Dès les premières lignes, l'écriture très imagée, cocasse et anticonformiste, de l'auteur m'a plu. On se surprend à sourire alors qu'il est question de rafles et du Maréchal Pétain. Mais on sourit parce que c'est touchant, innocent, la voix d'un enfant que rien encore n'a brisé. Tout est broderie, images étonnantes et vision fantaisiste du monde, et comme il est frais ce regard au milieu des ténèbres peu à peu édifiées par Hitler…

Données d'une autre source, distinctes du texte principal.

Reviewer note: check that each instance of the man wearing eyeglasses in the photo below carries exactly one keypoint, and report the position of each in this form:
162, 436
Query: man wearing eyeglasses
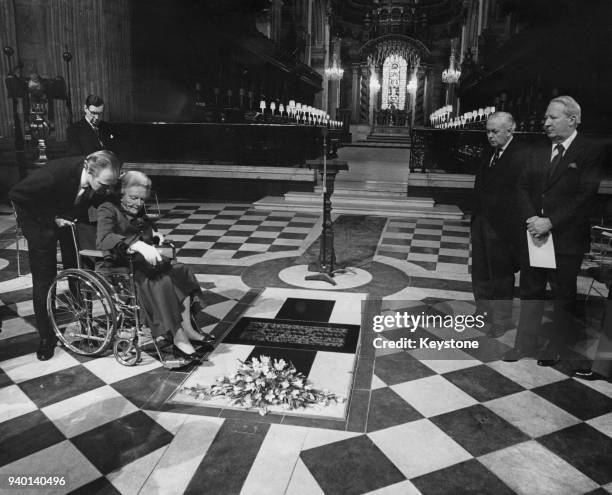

Lorsque ses parents, Ona puis Tateh, disparaissent soudainement, le petit Frank ressort de son armoire magique pour être recueilli par « Grand-mère-de-la-guerre » puis atterrir ensuite dans une pension. Ses yeux poétiques nous racontent « sa » guerre, cette guerre à laquelle il ne comprend pas grand-chose ; mutique, il remplit dans sa tête un cahier à souvenirs et écrit des lettres au Bon Dieu. C'est vraiment superbe, empli d'une imagination scintillante, lyrique jusqu'au bout des verbes, baigné d'humour et de délicatesse.
Dans ce roman, le Bon-Dieu-fâché côtoie les Frisés, on « narine » les odeurs, le silence a les yeux rouillés et on se fabrique un coeur de sable mouillé. J'ai aimé l'univers de ce petit « garçon-étoile » que l'on suit de 1939 à 1955, dans lequel chaque objet prend vie. J'ai aimé cette sensation évanescente qu'il dégageait, comme si les horreurs de la guerre ne pouvaient pas le toucher, le frôlant seulement, comme la peau d'une plume. J'ai aimé ces pages d'une extraordinaire grâce : le discours halluciné du père rentré des camps de la mort, discours que son garçon ne comprend pas, tous ces mots sans queue ni tête jetés comme des cris dont il s'éloigne, se dérobe, jusqu'à s'éclipser totalement… Ces pages-là sont d'une éblouissante et atroce beauté. Elles représentent pour moi la première déchirure dans la chair du monde blanc de Frank.
Stéphane Arfi fait sourire le lecteur pour mieux le percuter, il l'amuse pour ensuite mieux l'éblouir. Et on suit notre narrateur après la guerre, sa fuite du pensionnat, son errance fiévreuse qui le mènera jusqu'à l'hôpital puis sur un bateau nommé « Liberté »… Si j'ai été un peu moins sensible à cette dernière partie, je ressors tout de même chiffonnée par ce roman, à la fois émue et déroutée, songeuse et fragilisée. C'est un livre qui murmure, qui chantonne, qui se déguise pour mieux montrer. Une toile aux mille peaux, un air mâchonné dans une langue qui n'habite que les rêves des enfants… Dès la première page, on devient regard, rire, sensation. Je me suis sentie prise dans une sorte de conte fantasque et désaxé, suivant les pas d'un Petit Prince excentrique et irrésistible…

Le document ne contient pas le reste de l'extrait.